Run sample Spark application:
```
python3 test-files/sample_spark_app.py
```
Note: The sample app is configured to write event logs to /tmp/spark-events/ which matches the History Server configuration.
Start History Server:
```
./start_history_server.sh
```

Verify data is available:

curl "http://localhost:18080/api/v1/applications?limit=3"

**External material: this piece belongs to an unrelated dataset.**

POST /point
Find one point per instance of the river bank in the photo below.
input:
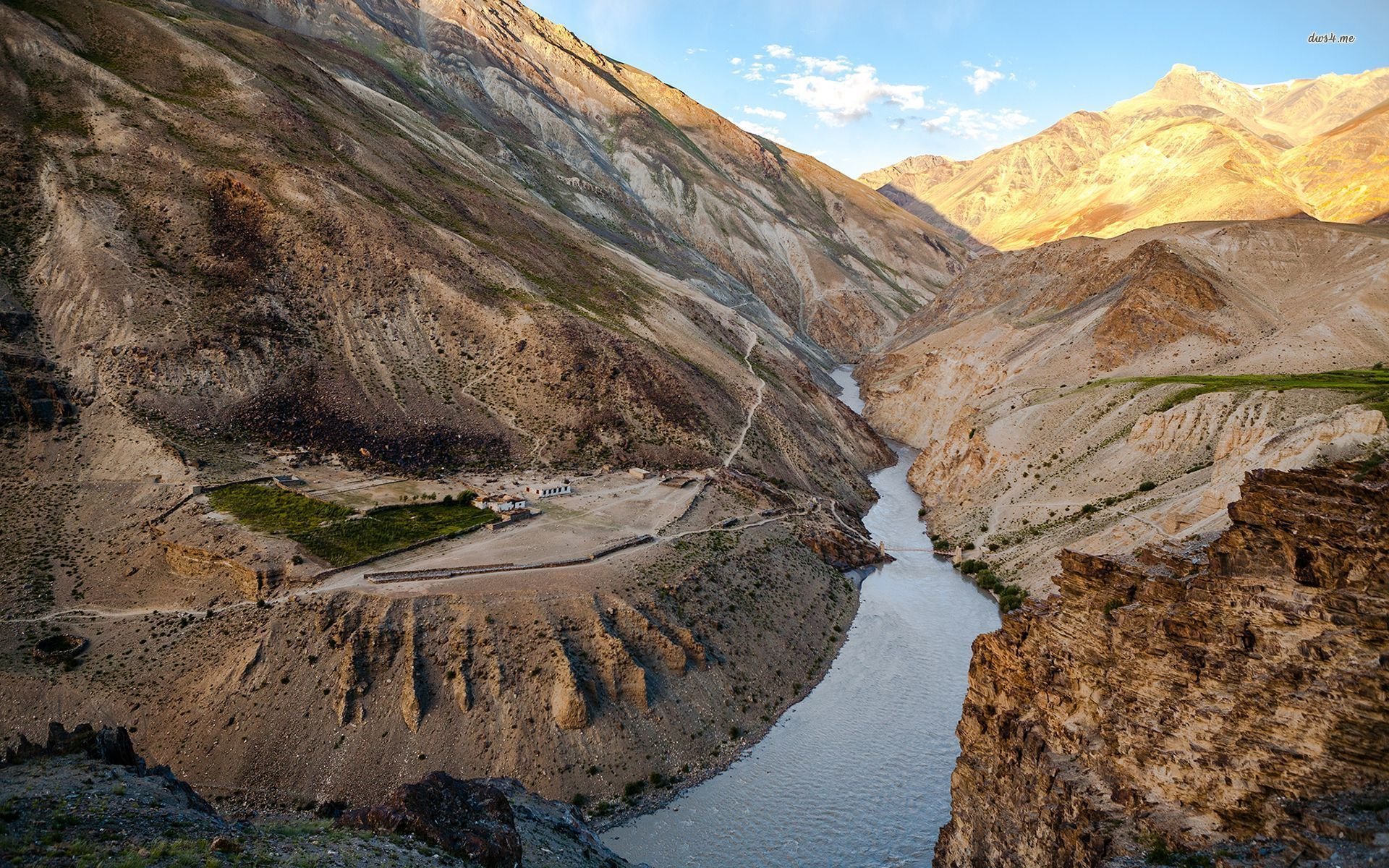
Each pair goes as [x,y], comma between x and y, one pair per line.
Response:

💡 For Your Own Spark Applications: To make your Spark applications visible in the History Server, ensure they write event logs to the same directory:

# Using spark-submit
spark-submit \
  --conf spark.eventLog.enabled=true \
  --conf spark.eventLog.dir=/tmp/spark-events \
  your_app.py

# Using environment variable
export SPARK_EVENTLOG_DIR=/tmp/spark-events
spark-submit --conf spark.eventLog.enabled=true your_app.py

# In PySpark code
spark = SparkSession.builder \
  .config("spark.eventLog.enabled", "true") \
  .config("spark.eventLog.dir", "/tmp/spark-events") \
  .getOrCreate()

Test MCP Server

# Test version
./env/bin/python3 src/main.py --version

# Test MCP protocol (initialize message)
echo '{"jsonrpc": "2.0", "id": 1, "method": "initialize", "params": {"protocolVersion": "2024-11-05", "capabilities": {}, "clientInfo": {"name": "test", "version": "1.0"}}}' | \
./env/bin/python3 src/main.py --config config.json

# Test tools listing
echo '{"jsonrpc": "2.0", "id": 2, "method": "tools/list"}' | \
./env/bin/python3 src/main.py --config config.json

📊 Response Examples

Applications List

{
  "success": true,
  "data": [
    {
      "id": "local-1755324061532",
      "name": "MCP-Test-Sample-Application",
      "attempts": [{
        "startTime": "2025-08-16T06:01:01.024GMT",
        "endTime": "2025-08-16T06:01:45.732GMT",
        "completed": true,
        "sparkUser": "username",
        "appSparkVersion": "3.3.1"
      }]
    }
  ],
  "count": 1,
  "message": "Retrieved 1 applications"
}

Application Jobs

{
  "success": true,
  "data": [
    {
      "jobId": 0,
      "name": "count at NativeMethodAccessorImpl.java:0",
      "status": "SUCCEEDED",
      "numTasks": 8,
      "numCompletedTasks": 8,
      "submissionTime": "2025-08-16T06:01:03.732GMT",
      "completionTime": "2025-08-16T06:01:04.752GMT"
    }
  ],
  "count": 34,
  "message": "Retrieved 34 jobs for application local-1755324061532"
}

📁 Project Structure

spark-mcp-server/
├── src/
│   ├── main.py              # MCP server entry point (stdio-based)
│   ├── history_client.py    # Spark History Server HTTP client
│   └── mcp_server.py       # Original implementation (unused)
├── config.json             # Server configuration
├── start_history_server.sh # History Server startup script
├── requirements.txt        # Python dependencies
├── env/                    # Virtual environment (with MCP SDK)
├── test-files/            # Development & test files
└── README.md              # This file

⚙️ Configuration Options

Basic Configuration

{
  "spark_history_server": {
    "url": "http://localhost:18080"
  },
  "logging": {
    "level": "INFO",
    "console": true
  }
}

With Authentication

{
  "spark_history_server": {
    "url": "https://spark-history.company.com:18080",
    "auth": {
      "type": "basic",
      "username": "spark_user",
      "password": "${SPARK_PASSWORD}"
    }
  },
  "logging": {
    "level": "INFO",
    "console": true,
    "file": "/var/log/spark-mcp.log"
  }
}

🎯 Use Cases

Performance Analysis: Query job/stage execution times and resource usage
Monitoring Integration: Feed Spark metrics into monitoring dashboards
Development Tools: IDE integration for Spark application monitoring
CI/CD Pipelines: Automated Spark job status checking
Data Engineering: Programmatic access to Spark execution metadata

🚧 Current Limitations

Limited Tools: Only 4 of the planned 15+ tools are implemented
Basic Error Handling: Minimal error handling and retry logic
Basic Authentication: Implemented but needs additional testing
Single History Server: No support for multiple History Server instances
Requires Setup: Client must have correct paths configured

📜 License

Apache License 2.0 - see LICENSE file for details.

🐛 Support

Check test-files/ directory for examples and troubleshooting
Review logs when running with "level": "DEBUG" in config
Ensure Spark History Server is accessible at the configured URL
See MCP_CONFIGURATION_FIX.md for detailed troubleshooting information

Current Status: ✅ Working MCP Server with 4 core tools implemented.